Djokovic is unable to play the first ATP Masters 1000 of the season, for the second consecutive year due to his vaccination status, with the US not allowing unvaccinated people to enter the country until the 11th May.
World No.1 Novak Djokovic has withdrawn from the 2023 BNP Paribas Open.
With his withdrawal, Nikoloz Basilashvili moves into the field.#TennisParadise pic.twitter.com/wUcBn5upc7
— BNP Paribas Open (@BNPPARIBASOPEN) March 6, 2023
However, Wilander believes this news could benefit the 35-year-old’s hopes for the rest of the season, “He can be fresh for the clay-court season, he can be more fresh for the French Open.”
Wilander continued, “He’s already No. 1 in the world.

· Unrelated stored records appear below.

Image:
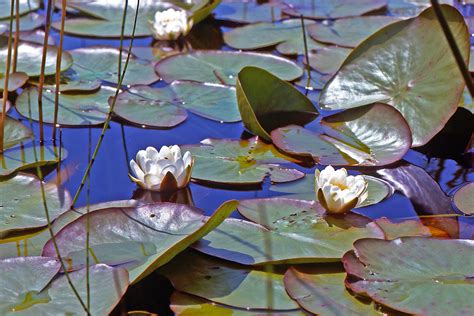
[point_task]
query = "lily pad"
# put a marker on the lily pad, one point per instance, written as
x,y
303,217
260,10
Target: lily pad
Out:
x,y
22,203
222,66
29,59
286,231
244,162
373,135
248,12
14,132
324,293
25,7
349,32
101,63
73,109
287,35
228,283
140,238
263,99
422,276
166,106
329,59
425,85
23,158
331,9
464,199
26,290
378,190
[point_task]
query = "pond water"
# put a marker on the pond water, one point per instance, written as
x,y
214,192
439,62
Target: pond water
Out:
x,y
109,179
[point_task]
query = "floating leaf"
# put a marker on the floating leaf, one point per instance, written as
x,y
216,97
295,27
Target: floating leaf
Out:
x,y
25,6
425,84
422,276
286,231
26,288
378,190
16,159
222,66
166,106
29,59
244,162
227,283
14,132
331,9
324,293
101,63
287,35
327,60
140,238
349,32
248,12
73,109
264,99
373,135
22,203
464,199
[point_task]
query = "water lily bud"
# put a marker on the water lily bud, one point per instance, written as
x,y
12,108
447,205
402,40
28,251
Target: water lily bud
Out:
x,y
170,24
162,171
338,192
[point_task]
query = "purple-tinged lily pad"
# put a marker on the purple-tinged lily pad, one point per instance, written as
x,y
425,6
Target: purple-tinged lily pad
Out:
x,y
373,135
240,162
422,276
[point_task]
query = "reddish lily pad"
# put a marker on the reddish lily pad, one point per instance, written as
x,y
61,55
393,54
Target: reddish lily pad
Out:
x,y
244,162
464,199
425,85
140,238
373,135
422,276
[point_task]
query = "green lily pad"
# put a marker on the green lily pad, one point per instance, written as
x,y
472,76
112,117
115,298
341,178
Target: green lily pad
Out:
x,y
349,32
349,138
464,199
228,283
29,59
331,9
101,63
25,7
222,66
264,99
414,275
166,106
324,293
425,85
25,289
248,12
140,238
185,304
286,231
329,59
73,109
287,35
14,132
244,162
378,190
22,203
23,158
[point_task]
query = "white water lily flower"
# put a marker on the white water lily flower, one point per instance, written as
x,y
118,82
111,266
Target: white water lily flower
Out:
x,y
338,192
170,24
162,171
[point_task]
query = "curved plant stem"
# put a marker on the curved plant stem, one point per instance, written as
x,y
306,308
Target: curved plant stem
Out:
x,y
112,106
454,47
58,68
43,64
7,76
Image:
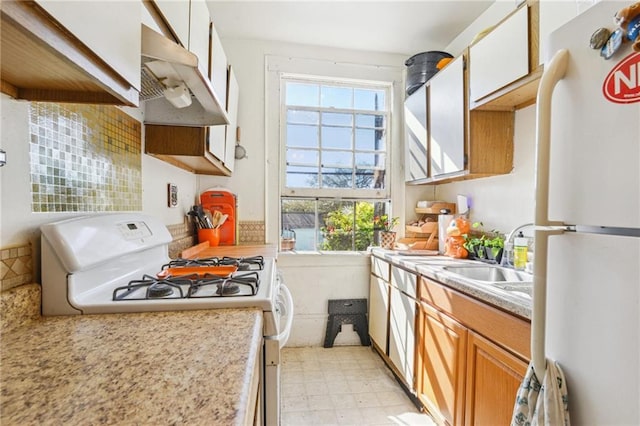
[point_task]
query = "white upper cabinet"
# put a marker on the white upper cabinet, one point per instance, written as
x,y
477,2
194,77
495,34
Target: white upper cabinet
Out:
x,y
199,26
218,67
447,119
415,123
501,57
189,20
110,29
176,14
231,129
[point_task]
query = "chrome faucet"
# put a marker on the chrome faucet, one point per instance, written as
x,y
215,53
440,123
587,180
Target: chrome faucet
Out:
x,y
507,256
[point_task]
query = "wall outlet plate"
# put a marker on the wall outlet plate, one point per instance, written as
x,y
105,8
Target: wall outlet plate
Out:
x,y
172,195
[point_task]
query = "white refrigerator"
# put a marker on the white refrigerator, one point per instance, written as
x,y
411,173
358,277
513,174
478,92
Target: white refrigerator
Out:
x,y
588,182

He’s already broken all the records when it comes to No. 1. So what difference does it make if he wins another Indian Wells or Miami?”
“He doesn’t have to deal with the problem of confidence. Most players do. Novak Djokovic seems to not need a lot of confidence to just walk back into the circle of champions and start winning again.”
Djokovic will now turn his attention to the clay, with the Miami Open looking increasingly unlikely, and Wilander believes it could be the Serb’s last chance at completing an incredibly rare achievment.
“So I think that on clay it’d be great for him. He’s going to have a better preparation season. He needs to win the French Open for sure because I think this might be his last chance at the Calendar Grand Slam,” said Wilander.
Don Budge (1938) and Rod Laver (1962 and 1969) are the only men to win all four major titles in one year, but Djokovic has come close to replicating them before.
Djokovic came closest to joining the elite club in 2021, when he won the first three Grand Slams before losing in the US Open final to Daniil Medvedev.
A bragging right he does have over Budge and Laver is that he is the only player to win three Grand Slams in one year across three different surfaces.
“I really feel like that’s in his wheelhouse. I was surprised that he didn’t do it a couple of years ago and I’ll be surprised again because watching him play at Australian Open, there is no backing off,” said Wilander.
“He’s not getting worse, he’s not getting older. In fact, he’s just getting better. So to me, the less tennis he plays, the better it is for him to win majors.”
Djokovic had just returned to the court for the first time since his Australian Open triumph, in Dubai, but Wilander believes the unwanted interruptions allow the 22-time major champion to enjoy life on and off the court.
“I think for someone that has children and a family, and that is a family man, I think that the stop and go is the absolute perfect situation.”
“You get a chance to train at home, you train as much as you want. You get a chance to go, to come home and have dinner with your family, put your kids to bed, spend time with the people that mean the most to you that you love.
Wilander added, “I can pretty much promise that these players, they don’t really want to be out there and play 22-25 tournaments a year because some of them don’t mean that much to them.”
It appears that Djokovic missing the sunshine double could be the last interruption he will face due to his vaccination status with the US, who are the last country on the ATP tour with restrictions, opening their borders to unvaccinated people in two months time.